Note that the coronary artery row describes dilatation, different from aneurysms. It is certainly reassuring that disease severity declined somewhat during this period, but severe disease still occurred. The declining relative risks of ICU admission from the alpha to omicron eras might be due in part to more comfort of clinicians managing these cases, though that wouldn't explain the concomitant decrease in shock over the same period. One hopes that further study of these patients will lead to discovery of better management for both Kawasaki Disease and MISC-C.
Can Post-Covid Illness Be Prevented?
A couple of studies in adults looked at factors associated with post-covid illness. One investigation was performed in the VA system on a cohort of almost 300,00 individuals. After correcting for many potentially confounding variables, treatment with nirmatrelvir (combined with ritonavir as Paxlovid) did appear to lower risk of persisting illness.
This was a statistically complicated but excellent study. However, what I still hope to see is some post-covid illness study that effectively separates conditions due to direct end-organ damage from the virus versus the fatigue/malaise/dysautonomia/brain fog symptoms. Does an intervention prevent those complications in patients who do not have end-organ damage?
The other study was a systematic review and meta-analysis of 41 studies to identify risk factors for post-covid conditions. They identified female sex, older age (looking only at 18 years and older), higher BMI, and smoking as significant risk factors.
Neither of these studies included pediatric subjects, but still they shed a little more light on this confusing hodgepodge of illnesses. I hope for some tangible breakthroughs in the coming years.
Detective Stories
Much of medical practice, and maybe especially infectious diseases practice, requires good detective work including being observant and asking the right questions. I love Rendell's books. Her characters are often quoting British literature and historical events that I enjoy looking up, but I clearly chased the wrong clues this past week and totally misidentified the perpetrator. I'll keep practicing.

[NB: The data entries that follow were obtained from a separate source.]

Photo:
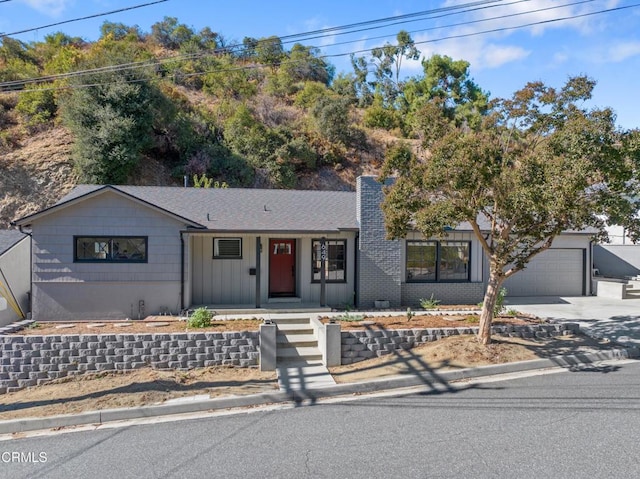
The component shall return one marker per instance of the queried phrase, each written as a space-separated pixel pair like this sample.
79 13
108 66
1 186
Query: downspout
181 272
30 267
356 275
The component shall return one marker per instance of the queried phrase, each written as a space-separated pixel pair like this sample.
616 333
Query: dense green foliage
202 105
533 166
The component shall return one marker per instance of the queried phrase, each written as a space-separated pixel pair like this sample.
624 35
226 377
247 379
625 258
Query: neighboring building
15 271
129 251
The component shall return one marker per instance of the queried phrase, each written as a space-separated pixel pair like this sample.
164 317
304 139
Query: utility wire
239 47
79 19
434 40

Color me confused … there were very few pediatric cases of illness linked to the ancestral strain , and the first case reports of MIS-C only arose weeks after the beginning of alpha strain surge ( correct me of that is wrong )
I am quite surprised the national incidence of MIS-C is so close between the ancestral /alpha/delta and Omicron era
It was my understanding that the experience of our pediatric hospital - no suspected MIS-C related to ancestral , some with alpha surge , lots with delta surge , much less with Omicron was the general experience
Is what I just described consistent with the Children’s National experience or more consistent with the day reported in this report ( as it is in a letter in NEJM , data is not really explained in detail )
Thanks for this question Michael. I can reply via personal anecdote for this, plus it gives me a chance to explain a bit more about this study.
I remember very distinctly I was the attending physician on the inpatient service at Children's National in April 2020, and one morning I read a report from one of my many alert feeds that a group in London had described a new entity they called PIMS: Paediatric Inflammatory Multisystem Syndrome. I was skeptical - we had seen plenty of covid infections in kids by then, and this didn't match with anything in our experience. Later that afternoon I saw a child in the hospital who fit the description perfectly. By that evening I was on the phone with our division chief Roberta DeBiasi and with Jane Burns, a pediatric infectious diseases physician at UC San Diego who had a long interest in Kawasaki Disease and some knowledge of the European cases. We cobbled together a management plan that of course was modified as we gained more experience. So, this was definitely well before we experienced SARS CoV2 variants.
Also, note that most MIS-C patients have negative PCRs for the virus because the infection itself is long gone by the time MIS-C appears. This makes it difficult to know what variant might have been the inciting strain for a particular episode of MIS-C. For the study, the investigators used an established method to assess timing of variants in the country of origin of each child, so perhaps more of a ballpark idea of variant assignment.